Aufgrund des venezolanischen Außenhandels- und Leistungsbilanzüberschusses sollten die Währungsreserven der Zentralbank natürlich höher ausfallen und sich schnell angehäuft haben. Im letzten Jahr ging jedoch der Großteil, wenn nicht sogar die Gesamtheit des Leistungsbilanzüberschusses ans Ausland verloren. Einen Anteil dazu trägt Kapitalflucht bei, obwohl nicht genau gesagt werden kann, in welchem Ausmaß dies stattfand. Jene Kapitalflucht droht allerdings nicht, eine Zahlungsbilanzkrise zu verursachen, zumal das Land über angemessene Währungsreserven verfügt. Dennoch wäre es aus einer Anzahl von Gründen vorteilig, wenn die Regierung den Betrag des Geldes, welches ins Ausland abfließt, reduzieren könnte. Teilweise könnte dies durch wirksamere Devisenkontrollen erreicht werden, viele Länder verfügen über effektivere Kapitalverkehrskontrollen als Venezuela.

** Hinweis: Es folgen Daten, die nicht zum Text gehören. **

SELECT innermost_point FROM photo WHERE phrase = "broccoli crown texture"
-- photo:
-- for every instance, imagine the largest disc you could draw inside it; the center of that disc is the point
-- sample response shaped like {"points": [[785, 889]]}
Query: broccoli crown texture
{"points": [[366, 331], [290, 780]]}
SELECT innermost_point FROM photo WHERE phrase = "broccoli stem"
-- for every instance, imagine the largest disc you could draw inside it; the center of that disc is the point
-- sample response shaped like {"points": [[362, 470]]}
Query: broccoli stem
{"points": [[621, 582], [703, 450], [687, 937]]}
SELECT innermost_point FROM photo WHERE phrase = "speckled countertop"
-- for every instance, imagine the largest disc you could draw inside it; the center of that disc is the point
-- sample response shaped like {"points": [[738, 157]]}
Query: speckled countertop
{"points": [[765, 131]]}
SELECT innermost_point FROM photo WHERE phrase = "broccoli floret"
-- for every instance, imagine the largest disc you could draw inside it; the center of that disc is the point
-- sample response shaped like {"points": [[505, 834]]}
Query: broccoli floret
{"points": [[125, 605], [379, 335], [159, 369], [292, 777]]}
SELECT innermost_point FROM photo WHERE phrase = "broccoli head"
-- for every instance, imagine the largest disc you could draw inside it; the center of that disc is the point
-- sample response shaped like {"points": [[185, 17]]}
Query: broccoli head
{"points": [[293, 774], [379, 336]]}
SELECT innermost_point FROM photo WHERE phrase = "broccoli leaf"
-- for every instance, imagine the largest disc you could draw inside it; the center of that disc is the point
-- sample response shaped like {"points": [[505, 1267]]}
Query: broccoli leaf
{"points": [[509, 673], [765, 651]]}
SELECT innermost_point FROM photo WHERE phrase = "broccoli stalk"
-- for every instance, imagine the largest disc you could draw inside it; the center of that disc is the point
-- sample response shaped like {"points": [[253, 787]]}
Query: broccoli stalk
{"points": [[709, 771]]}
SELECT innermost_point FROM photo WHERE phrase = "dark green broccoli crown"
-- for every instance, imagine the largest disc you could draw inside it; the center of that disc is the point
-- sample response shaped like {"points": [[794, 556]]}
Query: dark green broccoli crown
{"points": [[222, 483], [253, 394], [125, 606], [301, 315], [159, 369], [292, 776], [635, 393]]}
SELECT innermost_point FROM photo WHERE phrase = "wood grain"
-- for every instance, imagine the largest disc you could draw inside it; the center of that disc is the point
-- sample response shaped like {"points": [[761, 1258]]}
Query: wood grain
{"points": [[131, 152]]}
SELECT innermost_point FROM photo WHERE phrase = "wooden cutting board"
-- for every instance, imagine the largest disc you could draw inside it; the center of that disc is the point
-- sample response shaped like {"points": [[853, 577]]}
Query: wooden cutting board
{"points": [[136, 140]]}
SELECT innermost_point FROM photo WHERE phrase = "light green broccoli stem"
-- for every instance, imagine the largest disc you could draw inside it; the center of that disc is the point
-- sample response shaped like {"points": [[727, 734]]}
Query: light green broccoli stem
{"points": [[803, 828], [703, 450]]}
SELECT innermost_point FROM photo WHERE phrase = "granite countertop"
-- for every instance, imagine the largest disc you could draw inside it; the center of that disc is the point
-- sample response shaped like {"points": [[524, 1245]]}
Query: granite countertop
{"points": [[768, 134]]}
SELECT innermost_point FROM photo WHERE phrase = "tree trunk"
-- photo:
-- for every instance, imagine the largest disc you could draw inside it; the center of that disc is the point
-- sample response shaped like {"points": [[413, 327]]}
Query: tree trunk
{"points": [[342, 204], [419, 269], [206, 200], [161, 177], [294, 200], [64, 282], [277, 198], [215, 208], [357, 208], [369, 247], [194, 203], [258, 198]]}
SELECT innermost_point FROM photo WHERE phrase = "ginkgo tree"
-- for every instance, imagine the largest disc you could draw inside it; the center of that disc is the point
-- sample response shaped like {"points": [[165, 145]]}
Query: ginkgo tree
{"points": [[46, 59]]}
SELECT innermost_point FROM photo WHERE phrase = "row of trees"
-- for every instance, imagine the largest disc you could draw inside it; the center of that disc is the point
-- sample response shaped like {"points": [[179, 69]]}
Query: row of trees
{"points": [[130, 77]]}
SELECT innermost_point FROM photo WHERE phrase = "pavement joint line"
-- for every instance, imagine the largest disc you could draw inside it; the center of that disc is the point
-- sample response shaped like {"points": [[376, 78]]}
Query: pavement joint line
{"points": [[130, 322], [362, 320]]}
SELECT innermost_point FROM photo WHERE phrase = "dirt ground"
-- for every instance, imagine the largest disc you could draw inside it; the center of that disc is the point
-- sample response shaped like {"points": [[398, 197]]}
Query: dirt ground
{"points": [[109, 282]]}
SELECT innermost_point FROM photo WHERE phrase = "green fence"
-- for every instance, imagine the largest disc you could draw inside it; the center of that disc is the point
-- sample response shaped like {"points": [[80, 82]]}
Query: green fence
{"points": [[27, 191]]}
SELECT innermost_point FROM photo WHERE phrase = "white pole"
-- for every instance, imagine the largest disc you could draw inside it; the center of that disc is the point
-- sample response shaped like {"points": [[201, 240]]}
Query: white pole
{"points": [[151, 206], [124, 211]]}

Theoretisch sollten Devisenkontrollen in Venezuela mit geringerem Aufwand zu handhaben sein als in anderen Staaten, da auf die Regierung mehr als 90 Prozent der Einkünfte aus dem Devisengeschäft entfallen. Zum Teil ist dies ein administratives Problem: Eine Regierung muss unter verschiedenen Akteuren, darunter Steuer- und Zollbehörde, sowie der Zentralbank, koordinieren und Kapazitäten aufbauen, um sicherzustellen, dass Personen, die sich Devisen aneignen, dies aus berechtigten Gründen tun, etwa für Importe, und nicht, um Geld außer Landes zu schaffen. Der größte Teil des Problems ist politischer Natur: Personen und Institutionen sind in der Lage aus politischen Gründen, Geld ins Ausland zu bringen. Dies ist typisch für Staaten, die sich in einem polarisierten politischem Klima befinden. Diejenigen Personen, die über den größten Wohlstand und das höchste Einkommen des Landes verfügen – dazu zählt auch die Mehrzahl der Medien – sind häufig oppositionell gegenüber der Regierung eingestellt. Es ist nicht schwer, der Regierung abgeneigte und misstrauische Menschen davon zu überzeugen, ihr Geld ins Ausland zu verfrachten, besonders wenn die meisten Medien eine solche Auffassung befördern. (Die Regierung besitzt zwar einige Fernsehsender, doch liegt deren Zuschaueranteil lediglich bei fünf bis acht Prozent und höchstwahrscheinlich sind diese Zuschauer nicht den oberen Einkommensgruppen hinzuzurechnen).13 Sofern Haushalte und Unternehmen, die den Großteil der heimischen Ersparnisse besitzen, aus politischen Gründen oder aus Besorgnis aus der Inlandswährung flüchten wollen und dies auch tun können, werden etliche Dollar das Land verlassen.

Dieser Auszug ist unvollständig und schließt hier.